Valdis.Kletnieks@vt.edu writes:

> *No* security gain? No protection against port scans from Bucharest?
> No protection for a machine that is used in practice only on the
> local, office LAN? Or to access a single, corporate Web site?

Nope. Zip. Zero. Ziltch. Nothing over and above what a good properly
configured stateful *non*-NAT firewall should be doing for you already.

Thanks for the clarification, Owen and Valdis. We are, of course,
100% in agreement that it is stateful inspection that provides
(a measure of) security, and that stateful inspection can be had
without NAT.

But NAT *requires* stateful inspection; and the many-to-one, port
translating NAT in common use all but requires affirmative steps
to be taken to relay inbound connections to a designated, internal
host -- the default ends up being to drop them. All this can be
done without NAT, but with NAT you get it "for free".

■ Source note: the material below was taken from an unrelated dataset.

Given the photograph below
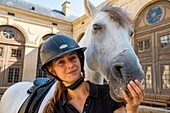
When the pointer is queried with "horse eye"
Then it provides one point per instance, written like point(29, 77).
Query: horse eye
point(96, 27)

I can't pass over Valdis's statement that a "good properly configured
stateful firewall should be doing [this] already" without noting
that on today's Internet, the gap between "should" and "is" is
often large.

If what you meant to say is that NAT provides no security benefits
that can't also be provided by other means, then I completely
agree.

Jim Shankland

What the firewall *should* be doing? The end devices *should* not need protection in the first place, because they *should* be secure as individual devices. But they are not. So you put a firewall in front of them, and that device *should* give them all the protection they need. But sometimes, it doesn't. So you make end devices unaddressable by normal means, and while it shouldn't give them more security, it turns out it does. No matter how much it shouldn't, and how much we wish it didn't, it does.

The difference between theory and practice is that in theory, there is no difference, but in practice, there is.